The incident from the opening sequence of the 1964 film Goldfinger was inspired by the real life exploits of Dutch agent Pieter Tazelaar, according to ‘MI6’ by Keith Jeffery, the first official history of SIS.
James Bond, played by Sean Connery, emerges in his wetsuit in the 1964 movie Goldfinger
James Bond, played by Sean Connery, emerges in his wetsuit in the 1964 movie Goldfinger
Tazelaar was sent in by sea in 1940 to make contact with agents in Holland.
The book recounts that he ‘put ashore at 4.35am on 23 November at Scheveningen near the seafront casino in full evening dress and smelling of alcohol, wearing a specially designed rubber oversuit to keep him dry while landing.
‘Rather than leaving him somewhere on the dunes, the aim was for him to be able to mingle with the crowd on the front.
‘Having landed on the beach his colleague Erik Hazelhof sprinkled a few drops of Hennessy XO brandy on him, to strengthen his party-goer’s image’.
Professor Keith Jeffery, of Queen’s University, Belfast, was given unrestricted access to the surviving historic files of the Secret Intelligence Service. But his work only covers the period up to 1949 and he was banned from revealing the identities of spies that are not already in the public domain.

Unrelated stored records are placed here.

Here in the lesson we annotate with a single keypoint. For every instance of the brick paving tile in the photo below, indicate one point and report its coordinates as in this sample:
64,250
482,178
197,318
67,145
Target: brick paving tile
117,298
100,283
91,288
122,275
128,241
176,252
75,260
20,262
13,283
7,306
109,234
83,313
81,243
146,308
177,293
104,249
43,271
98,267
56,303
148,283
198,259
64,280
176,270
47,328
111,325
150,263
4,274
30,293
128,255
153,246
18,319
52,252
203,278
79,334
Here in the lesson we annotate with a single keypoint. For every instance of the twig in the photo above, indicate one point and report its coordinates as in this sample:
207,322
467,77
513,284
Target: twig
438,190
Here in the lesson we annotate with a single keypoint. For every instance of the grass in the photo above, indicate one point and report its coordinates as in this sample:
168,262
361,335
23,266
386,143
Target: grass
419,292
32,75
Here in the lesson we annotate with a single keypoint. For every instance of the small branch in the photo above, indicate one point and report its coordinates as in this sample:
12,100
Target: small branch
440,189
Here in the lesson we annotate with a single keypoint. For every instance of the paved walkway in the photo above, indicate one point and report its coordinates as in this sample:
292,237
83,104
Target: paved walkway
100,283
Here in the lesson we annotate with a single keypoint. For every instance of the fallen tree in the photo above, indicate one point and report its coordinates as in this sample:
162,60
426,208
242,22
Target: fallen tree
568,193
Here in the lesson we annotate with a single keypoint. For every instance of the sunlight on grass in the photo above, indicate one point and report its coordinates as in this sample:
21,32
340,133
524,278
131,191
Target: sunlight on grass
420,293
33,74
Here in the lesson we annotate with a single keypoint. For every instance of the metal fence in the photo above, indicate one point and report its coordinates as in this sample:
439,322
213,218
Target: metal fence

The book also reveals that fact is just as strange as the James Bond fiction by documenting the exploits of the fabled ‘Q Branch’ of SIS, the section in charge of devising gadgets, made famous but the fictional exploits of Q – played by Desmond Llewellyn and John Cleese.
In real life the Q Branch technicians worked on plans to devise exploding filing cabinets to destroy papers likely to be captured by the enemy.